If you would like to use your own benchmarks, you can see this template to investigate the expected structure. The new benchmark needs to be added to the 'BENCHMARKS' parameter in the config as a (<PATH_TO_BENCHMARK>, <BENCHMARK_NAME>) tuple (e.g. ("benchmarks/LC_QuAD20_CQ.json", "lcquad20cq")).
There are different possible setups for using CLOCQ within your project.
- Static usage of CLOCQ:
You can add a new benchmark tuple to the config, and run the Inference.py script. The benchmark should be stored in this format. The results (search space and disambiguations) for each question are stored in a .json file.
# Add benchmark to clocq/config.py
# ...
BENCHMARKS = [
("benchmarks/benchmark_format.json", "benchmark_name")
]
# ...
# Evaluate + store results (on test set)
nohup python clocq/Inference.py --test --store &
# Evaluate + store results (on dev set)
nohup python clocq/Inference.py --dev --store &
- Dynamic usage of CLOCQ - within a single script:
If your data is dynamic (e.g. in a realistic setup in which users can pose arbitrary questions at run-time), there is another possibility of using CLOCQ: you can simply include the CLOCQ class in your python scripts and make use of the provided functions. Note: each instance of the CLOCQInterface will load the whole KB. So make sure to create new instances only if really needed, and pass the reference otherwise. See the CLOCQ class for an overview of all available functions. Example:
from clocq import CLOCQ
TAGME_TOKEN = "<INSERT YOUR TOKEN HERE>"
cl = CLOCQ(tagme_token=TAGME_TOKEN)
res = cl.get_label("Q5")
print(res)
res = cl.get_search_space("who was the screenwriter for Crazy Rich Asians?")
print(res.keys())
-
Dynamic usage of CLOCQ - within a machine:
If multiple scripts require to access the CLOCQ code, a Server-Client setup is recommended. You can start an instance of the CLOCQInterfaceServer at an appropriate port on your localhost (or any other host). Once the server is started, multiple scripts can access CLOCQ in parallel using an instance of the CLOCQInterfaceClient class. More details -
TaskHandler (NOT RECOMMENDED):
This is used for handling external requests on the CLOCQ-website. More details
Simply run:
nohup python clocq/Inference.py --test &
The results for both benchmarks will be stored in 'results/clocq_test_clocq.res'. The file 'results/clocq_test_clocq.json' holds per-question results for fine-grained analysis. Additional logs can be found in 'results/clocq_test_clocq.txt'.
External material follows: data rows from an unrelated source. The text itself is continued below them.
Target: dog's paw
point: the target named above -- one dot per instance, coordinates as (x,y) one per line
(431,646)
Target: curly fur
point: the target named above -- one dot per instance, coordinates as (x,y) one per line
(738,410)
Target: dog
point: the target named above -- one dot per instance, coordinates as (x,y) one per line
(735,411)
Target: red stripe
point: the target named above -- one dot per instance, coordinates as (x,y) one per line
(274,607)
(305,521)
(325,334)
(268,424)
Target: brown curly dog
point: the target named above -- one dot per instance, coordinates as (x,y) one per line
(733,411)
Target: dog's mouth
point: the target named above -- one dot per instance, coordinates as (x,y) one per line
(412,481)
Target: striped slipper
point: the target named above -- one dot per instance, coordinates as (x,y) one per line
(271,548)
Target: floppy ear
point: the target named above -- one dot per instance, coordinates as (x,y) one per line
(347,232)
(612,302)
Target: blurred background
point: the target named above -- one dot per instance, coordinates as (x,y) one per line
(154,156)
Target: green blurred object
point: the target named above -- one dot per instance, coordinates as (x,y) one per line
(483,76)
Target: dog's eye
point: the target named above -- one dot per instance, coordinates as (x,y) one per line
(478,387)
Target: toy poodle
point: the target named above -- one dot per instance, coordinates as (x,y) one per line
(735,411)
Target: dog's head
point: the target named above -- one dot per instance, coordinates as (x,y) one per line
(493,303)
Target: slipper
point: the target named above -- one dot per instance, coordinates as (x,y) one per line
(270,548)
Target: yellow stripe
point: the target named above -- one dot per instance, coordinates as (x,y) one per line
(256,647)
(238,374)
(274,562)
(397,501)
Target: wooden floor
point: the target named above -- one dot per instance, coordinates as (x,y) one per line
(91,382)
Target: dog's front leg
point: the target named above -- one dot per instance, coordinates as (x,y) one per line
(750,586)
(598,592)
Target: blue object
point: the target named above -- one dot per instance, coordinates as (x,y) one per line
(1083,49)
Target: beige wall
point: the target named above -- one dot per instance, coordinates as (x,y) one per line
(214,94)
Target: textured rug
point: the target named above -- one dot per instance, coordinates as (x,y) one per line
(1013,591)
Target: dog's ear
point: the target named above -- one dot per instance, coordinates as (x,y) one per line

The CLOCQ KB makes use of the wikidata-core-for-QA repo, which was a joint effort with Magdalena Kaiser to prune irrelevant facts from Wikidata. So given the latest .nt dump from Wikidata, the dump first needs to be pre-processed as indicated in the repo.
After that, the CLOCQ KB-index can be applied. This is done using the csv_to_clocq script.
If you want to use CLOCQ for entity linking, you may find our pruning module helpful. The original CLOCQ code is mainly designed for search space reduction, for which linking all mentions was found to be beneficial. However, on entity linking tasks, this may easily reduce the precision. Therefore, we proposed a module to prune disambiguated KB items, that are not required for entity linking, to adapt CLOCQ to the entity linking challenge of the SMART 2022 Task.
The CLOCQ project by Philipp Christmann, Rishiraj Saha Roy and Gerhard Weikum is licensed under MIT license.